Part Two provides an overview of housing production trends, impediments, and best practices in the San Joaquin Valley. The overview is based on statutory requirements, stakeholder/MPO director interviews, planning practice, city and county planning staff survey results, and broad Valleywide research. This part provides background on key planning topics relevant to Valley housing production and affordability. The intent is to provide the reader with a broad understanding of the range of planning and regulatory responsibilities of Valley cities and counties, describe the challenges facing local governments to plan for and accommodate their fair share of housing, and identify resources for addressing these challenges.
Fifty-six topics are addressed in this Part. In each section, an overview provides a brief description of the topic or issue, including a brief history and relevance to housing in the San Joaquin Valley. Impediments and best practices are described. Relevant State laws are identified, if applicable.

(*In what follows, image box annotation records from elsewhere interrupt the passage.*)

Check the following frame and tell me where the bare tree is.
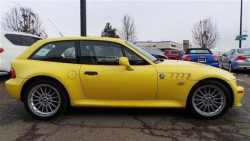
[192,18,219,49]
[2,7,48,38]
[119,14,137,43]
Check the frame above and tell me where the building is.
[134,41,183,50]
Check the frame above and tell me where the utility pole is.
[80,0,87,36]
[239,0,243,48]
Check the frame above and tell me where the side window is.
[81,41,123,65]
[5,34,23,46]
[22,36,38,46]
[30,41,77,63]
[123,47,148,65]
[227,50,233,56]
[231,50,236,55]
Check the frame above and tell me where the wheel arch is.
[20,75,70,104]
[186,78,234,108]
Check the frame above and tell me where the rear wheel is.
[187,80,231,119]
[229,62,235,72]
[24,80,67,120]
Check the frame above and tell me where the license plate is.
[198,58,206,63]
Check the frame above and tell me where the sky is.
[0,0,250,51]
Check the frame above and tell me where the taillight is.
[10,67,16,79]
[214,56,219,61]
[184,56,191,61]
[0,47,4,53]
[236,55,247,60]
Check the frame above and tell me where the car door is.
[1,34,23,71]
[222,49,233,68]
[21,35,40,50]
[80,41,157,100]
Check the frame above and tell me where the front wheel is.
[229,62,235,72]
[24,80,67,120]
[187,80,231,119]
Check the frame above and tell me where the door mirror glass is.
[119,57,134,71]
[222,53,227,57]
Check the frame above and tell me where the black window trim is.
[4,33,24,46]
[20,35,41,46]
[78,40,151,66]
[28,40,81,64]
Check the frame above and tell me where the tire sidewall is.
[24,80,68,120]
[187,80,231,120]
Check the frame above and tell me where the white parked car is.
[0,31,41,72]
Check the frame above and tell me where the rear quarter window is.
[29,41,77,63]
[21,35,40,46]
[5,34,23,46]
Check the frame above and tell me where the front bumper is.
[5,77,26,100]
[232,60,250,70]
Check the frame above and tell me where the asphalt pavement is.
[0,73,250,141]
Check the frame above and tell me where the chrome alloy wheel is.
[192,85,226,117]
[28,84,61,117]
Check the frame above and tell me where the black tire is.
[228,62,235,73]
[220,60,224,69]
[187,80,231,120]
[24,80,68,120]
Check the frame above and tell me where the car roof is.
[1,31,41,38]
[38,36,124,43]
[187,48,210,50]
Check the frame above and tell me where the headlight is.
[234,79,240,86]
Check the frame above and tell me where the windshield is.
[125,41,157,62]
[237,48,250,54]
[144,49,164,56]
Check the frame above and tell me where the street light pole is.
[239,0,243,48]
[80,0,87,36]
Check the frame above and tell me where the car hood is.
[155,60,236,81]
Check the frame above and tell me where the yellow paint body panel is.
[5,37,244,107]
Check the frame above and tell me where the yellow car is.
[5,37,244,120]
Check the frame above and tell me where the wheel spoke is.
[196,101,203,105]
[51,100,59,103]
[199,90,205,96]
[194,99,203,101]
[196,95,203,99]
[211,105,215,112]
[211,89,216,96]
[199,104,205,110]
[49,105,53,112]
[34,90,42,96]
[203,87,207,95]
[212,93,221,97]
[40,87,44,95]
[214,98,222,100]
[30,99,40,102]
[50,103,56,108]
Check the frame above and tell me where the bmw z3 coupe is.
[5,37,244,120]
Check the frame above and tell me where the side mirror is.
[119,57,135,71]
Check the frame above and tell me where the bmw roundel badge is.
[159,74,165,79]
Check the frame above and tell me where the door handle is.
[84,71,98,75]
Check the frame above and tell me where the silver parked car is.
[221,48,250,72]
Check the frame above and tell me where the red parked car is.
[164,50,183,60]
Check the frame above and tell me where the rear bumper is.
[232,60,250,70]
[206,62,220,68]
[5,78,26,100]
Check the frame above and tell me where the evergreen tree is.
[101,23,120,38]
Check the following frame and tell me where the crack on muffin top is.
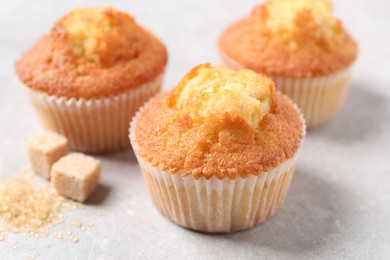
[252,0,340,38]
[15,7,168,99]
[218,0,357,78]
[171,64,274,129]
[60,7,142,66]
[134,64,303,179]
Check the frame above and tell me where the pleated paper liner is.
[220,53,352,128]
[26,74,163,153]
[130,94,305,233]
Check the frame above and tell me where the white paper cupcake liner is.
[220,53,352,127]
[26,74,163,153]
[130,94,305,233]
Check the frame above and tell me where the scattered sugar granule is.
[0,175,64,236]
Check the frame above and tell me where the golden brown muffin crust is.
[135,65,303,179]
[15,8,167,99]
[218,0,357,78]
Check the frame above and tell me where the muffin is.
[15,7,167,153]
[218,0,357,127]
[130,64,305,233]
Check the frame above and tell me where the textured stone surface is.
[0,0,390,259]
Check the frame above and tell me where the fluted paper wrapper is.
[221,53,352,127]
[26,74,163,153]
[130,98,305,233]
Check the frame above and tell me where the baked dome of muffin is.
[135,64,304,179]
[219,0,357,78]
[16,7,167,99]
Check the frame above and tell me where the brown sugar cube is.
[27,132,69,179]
[51,153,100,202]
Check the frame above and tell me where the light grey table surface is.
[0,0,390,259]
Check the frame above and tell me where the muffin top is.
[218,0,357,78]
[16,7,167,99]
[133,64,304,179]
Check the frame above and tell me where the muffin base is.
[137,151,296,233]
[129,96,306,233]
[220,53,352,128]
[26,74,163,153]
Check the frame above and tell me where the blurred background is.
[0,0,390,259]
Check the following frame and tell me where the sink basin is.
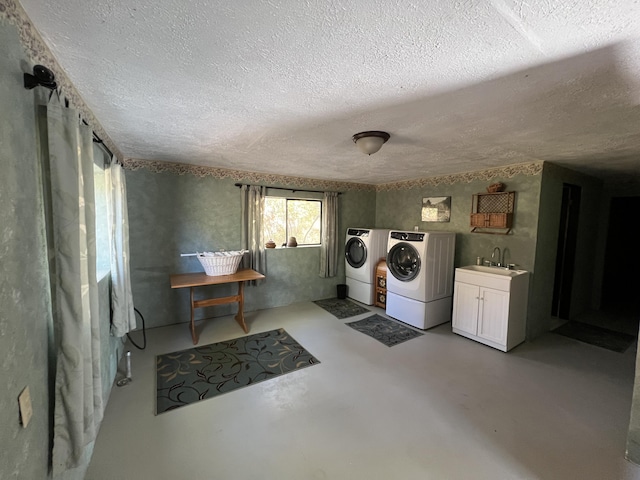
[460,265,527,277]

The San Joaquin Valley experience is then summarized based on stakeholder and MPO director interview results, city/county planning staff survey results, and supplemental research. Resources, templates, and examples are provided where useful. Finally, recommendations for future action are suggested.
Part Three of this report includes summaries of the results of the stakeholder outreach and city/county survey. The three reports are:
- Stakeholder interviews summary
- MPO director interviews summary
- City/county planning staff survey results
Part Four of this report provides a link to the Excel workbook that includes county and regional data tables and figures detailing population, household, economic, and housing data.